9.3.07

Sultanpınarı Yaylası Gezimiz

25 Şubat 2007, Adapazarı Sultanpınarı Yaylası gezimiz.

Bu yürüyüşe başlayışımız.
Sabahın o saati ve soğuk dahi olsa kat kat giyinmemek gerektiğini acı ve terli bir biçimde öğrendim.






Yılankavi kıvrımlarla yukarı tırmanan yolda biz birkaç deli kestirme yarattık kendimize.












Dağcılık günlerimi anımsattı. Mücadele, adrenalin, ter...

Hepsi had safhada.









Yukarıdaki manzara bambaşkaydı. Biz, beş kişi zorlu tırmanışı bitirirken, ekibin kalanı normal yoldan aynı noktaya ulaşmıştı.


O kadarcık yolda, ortam tamamen değişmişti. Yer yer karla kaplı çamurlu toprak yol, yerini yürümenin bile zor olduğu kalın kar tabakasına bırakmıştı.
Tepenin arkasında güneş yükselip biraz evvel yer yer ortaya çıkan sis sürekli ve yoğun hale gelince çok güzel kareler çıktı ortaya.






Yolda yer yer dize kadar battığımız kar, yaklaşık 20 metre görüş mesafesi.


Sisin içinde birbirimizi seçmeye çalışıyoruz. Ve arada güneş yüzünü gösteriyor.






Biraz daha yükselince yine değişti herşey. Sis dağıldı, güneş iyice gösterdi yüzünü.











Bu karede de görüleceği üzere, sis aslında dağılmadı, arkada, aşağıda kaldı.

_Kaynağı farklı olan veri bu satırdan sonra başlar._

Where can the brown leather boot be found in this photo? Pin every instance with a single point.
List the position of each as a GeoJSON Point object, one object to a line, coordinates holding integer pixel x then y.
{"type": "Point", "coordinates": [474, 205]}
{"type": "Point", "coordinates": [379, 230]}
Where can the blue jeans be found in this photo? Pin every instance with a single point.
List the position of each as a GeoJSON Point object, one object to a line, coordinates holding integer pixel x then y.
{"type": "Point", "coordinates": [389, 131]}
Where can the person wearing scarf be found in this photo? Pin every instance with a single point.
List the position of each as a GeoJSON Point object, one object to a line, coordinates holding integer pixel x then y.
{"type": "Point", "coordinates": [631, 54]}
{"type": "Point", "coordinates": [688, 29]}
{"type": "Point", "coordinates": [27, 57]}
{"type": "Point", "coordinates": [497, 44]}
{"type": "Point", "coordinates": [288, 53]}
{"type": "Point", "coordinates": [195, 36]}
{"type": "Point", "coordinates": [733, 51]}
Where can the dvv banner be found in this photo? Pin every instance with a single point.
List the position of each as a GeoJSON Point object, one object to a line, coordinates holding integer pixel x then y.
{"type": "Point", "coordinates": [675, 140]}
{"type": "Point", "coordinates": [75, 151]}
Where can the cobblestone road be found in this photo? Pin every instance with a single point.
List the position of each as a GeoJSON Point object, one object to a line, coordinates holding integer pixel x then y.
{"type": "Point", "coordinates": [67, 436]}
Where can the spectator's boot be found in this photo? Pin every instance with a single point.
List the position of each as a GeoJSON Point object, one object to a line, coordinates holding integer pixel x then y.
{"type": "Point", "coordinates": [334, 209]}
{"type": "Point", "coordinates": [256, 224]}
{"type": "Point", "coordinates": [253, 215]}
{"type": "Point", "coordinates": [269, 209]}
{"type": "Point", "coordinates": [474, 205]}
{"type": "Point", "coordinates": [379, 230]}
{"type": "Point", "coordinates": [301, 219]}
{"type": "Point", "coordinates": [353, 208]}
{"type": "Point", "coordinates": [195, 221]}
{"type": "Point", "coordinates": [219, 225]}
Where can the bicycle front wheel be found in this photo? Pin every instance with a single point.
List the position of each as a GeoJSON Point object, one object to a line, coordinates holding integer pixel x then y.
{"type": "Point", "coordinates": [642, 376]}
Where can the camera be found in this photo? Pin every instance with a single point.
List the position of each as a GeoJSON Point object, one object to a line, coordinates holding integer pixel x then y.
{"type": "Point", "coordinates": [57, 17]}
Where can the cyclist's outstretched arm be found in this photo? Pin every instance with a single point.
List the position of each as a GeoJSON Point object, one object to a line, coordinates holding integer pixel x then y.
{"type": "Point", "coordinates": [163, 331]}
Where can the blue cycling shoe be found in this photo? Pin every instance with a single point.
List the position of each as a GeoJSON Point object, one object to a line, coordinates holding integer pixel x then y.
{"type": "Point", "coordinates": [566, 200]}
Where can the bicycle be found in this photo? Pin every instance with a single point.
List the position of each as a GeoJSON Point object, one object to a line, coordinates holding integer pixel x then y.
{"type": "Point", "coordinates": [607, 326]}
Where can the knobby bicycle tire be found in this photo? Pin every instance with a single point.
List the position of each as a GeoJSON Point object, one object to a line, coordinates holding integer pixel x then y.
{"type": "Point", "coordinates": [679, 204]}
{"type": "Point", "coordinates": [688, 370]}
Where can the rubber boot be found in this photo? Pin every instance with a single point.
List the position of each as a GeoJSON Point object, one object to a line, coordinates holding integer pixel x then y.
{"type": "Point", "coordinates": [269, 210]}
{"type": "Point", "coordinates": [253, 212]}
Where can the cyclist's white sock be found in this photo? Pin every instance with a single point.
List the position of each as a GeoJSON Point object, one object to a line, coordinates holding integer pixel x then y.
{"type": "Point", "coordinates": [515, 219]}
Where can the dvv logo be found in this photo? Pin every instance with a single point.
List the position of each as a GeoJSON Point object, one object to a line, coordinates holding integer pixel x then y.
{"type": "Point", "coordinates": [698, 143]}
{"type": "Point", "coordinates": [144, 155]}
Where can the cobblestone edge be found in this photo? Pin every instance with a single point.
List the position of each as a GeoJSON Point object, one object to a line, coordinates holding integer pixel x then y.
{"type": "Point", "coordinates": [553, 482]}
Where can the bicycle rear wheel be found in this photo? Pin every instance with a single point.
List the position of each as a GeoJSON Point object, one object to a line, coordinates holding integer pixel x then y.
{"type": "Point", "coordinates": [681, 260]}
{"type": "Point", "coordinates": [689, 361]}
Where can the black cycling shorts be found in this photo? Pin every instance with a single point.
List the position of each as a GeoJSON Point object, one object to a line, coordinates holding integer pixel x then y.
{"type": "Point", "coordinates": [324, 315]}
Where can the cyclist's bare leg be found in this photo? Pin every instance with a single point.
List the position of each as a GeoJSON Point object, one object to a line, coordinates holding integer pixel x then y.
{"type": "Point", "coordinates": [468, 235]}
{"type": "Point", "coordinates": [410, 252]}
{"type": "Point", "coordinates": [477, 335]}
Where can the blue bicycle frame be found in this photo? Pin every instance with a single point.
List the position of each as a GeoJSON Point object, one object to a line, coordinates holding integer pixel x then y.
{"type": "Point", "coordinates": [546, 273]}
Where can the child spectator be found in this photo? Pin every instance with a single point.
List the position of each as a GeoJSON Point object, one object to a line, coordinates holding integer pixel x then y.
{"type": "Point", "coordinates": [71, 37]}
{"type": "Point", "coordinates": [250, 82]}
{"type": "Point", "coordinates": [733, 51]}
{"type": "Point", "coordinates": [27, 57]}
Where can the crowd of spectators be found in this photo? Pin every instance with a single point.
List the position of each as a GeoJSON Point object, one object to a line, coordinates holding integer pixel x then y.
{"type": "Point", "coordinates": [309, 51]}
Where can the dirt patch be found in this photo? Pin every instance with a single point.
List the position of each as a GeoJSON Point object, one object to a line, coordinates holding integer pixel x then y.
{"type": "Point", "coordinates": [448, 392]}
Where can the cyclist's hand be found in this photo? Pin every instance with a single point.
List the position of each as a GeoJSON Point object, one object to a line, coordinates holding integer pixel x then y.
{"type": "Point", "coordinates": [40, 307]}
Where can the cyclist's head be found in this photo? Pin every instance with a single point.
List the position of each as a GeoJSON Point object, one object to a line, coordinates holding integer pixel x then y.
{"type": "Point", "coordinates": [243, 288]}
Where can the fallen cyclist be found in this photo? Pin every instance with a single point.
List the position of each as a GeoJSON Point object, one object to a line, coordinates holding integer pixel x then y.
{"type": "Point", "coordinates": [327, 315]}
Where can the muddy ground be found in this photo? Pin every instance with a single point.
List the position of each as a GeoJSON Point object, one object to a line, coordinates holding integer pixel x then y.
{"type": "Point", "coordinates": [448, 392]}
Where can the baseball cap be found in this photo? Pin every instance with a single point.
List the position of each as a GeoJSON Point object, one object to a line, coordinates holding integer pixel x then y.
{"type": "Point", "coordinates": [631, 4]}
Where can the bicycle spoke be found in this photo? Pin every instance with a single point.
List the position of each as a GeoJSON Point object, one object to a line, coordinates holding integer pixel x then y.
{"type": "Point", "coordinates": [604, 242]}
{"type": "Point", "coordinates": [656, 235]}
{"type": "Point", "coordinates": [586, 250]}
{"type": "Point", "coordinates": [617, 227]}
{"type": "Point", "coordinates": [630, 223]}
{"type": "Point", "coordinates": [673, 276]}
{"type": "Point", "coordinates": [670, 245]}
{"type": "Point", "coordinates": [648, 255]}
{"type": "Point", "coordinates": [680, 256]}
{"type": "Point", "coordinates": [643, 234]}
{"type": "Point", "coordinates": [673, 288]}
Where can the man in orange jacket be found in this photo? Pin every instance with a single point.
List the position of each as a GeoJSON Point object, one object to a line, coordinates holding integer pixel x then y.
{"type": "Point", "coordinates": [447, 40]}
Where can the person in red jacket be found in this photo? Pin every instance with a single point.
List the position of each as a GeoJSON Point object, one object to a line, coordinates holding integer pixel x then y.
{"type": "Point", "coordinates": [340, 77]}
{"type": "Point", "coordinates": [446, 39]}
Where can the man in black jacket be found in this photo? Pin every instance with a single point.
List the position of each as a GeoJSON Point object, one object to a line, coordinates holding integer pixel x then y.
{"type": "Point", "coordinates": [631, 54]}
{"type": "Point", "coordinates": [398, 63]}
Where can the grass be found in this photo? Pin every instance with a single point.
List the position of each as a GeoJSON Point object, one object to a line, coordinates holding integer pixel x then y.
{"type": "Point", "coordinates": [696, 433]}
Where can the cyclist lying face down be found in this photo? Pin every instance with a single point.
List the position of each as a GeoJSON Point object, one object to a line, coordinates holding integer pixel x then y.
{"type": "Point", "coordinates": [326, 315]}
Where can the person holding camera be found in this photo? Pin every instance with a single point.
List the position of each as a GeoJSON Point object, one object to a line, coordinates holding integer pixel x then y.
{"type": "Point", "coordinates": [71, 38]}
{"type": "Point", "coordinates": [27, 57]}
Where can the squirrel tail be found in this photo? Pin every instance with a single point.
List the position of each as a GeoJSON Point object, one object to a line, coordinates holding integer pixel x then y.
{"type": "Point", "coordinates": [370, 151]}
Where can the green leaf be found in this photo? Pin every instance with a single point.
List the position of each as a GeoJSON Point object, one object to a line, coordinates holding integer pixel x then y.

Ama sisin içinde de, sisten çıkınca da düzenli, tempolu güç harcama, ısınma. Yol boyu tişortla üşümeme durumu.






Tepeden aşağı hafif bir iniş yaptık. Tekrar sisin içine girdik dere yatağına ulaşmadan. Ama yine tişort, yine hararet.


Sadece fotoğraf çekmek mola veriyoruz bu arada. Dehidrasyon (susuzluk rahatsızlığı) endişesi bile oluştu bende. Yorgunluğun önüne geçmek için çok önemlidir bu.





Dere yatağında çeşmeden buz gibi su içip tekar tırmanışa geçtik. Grupta açılmalar arttı bu arada. Neyse, dert değil.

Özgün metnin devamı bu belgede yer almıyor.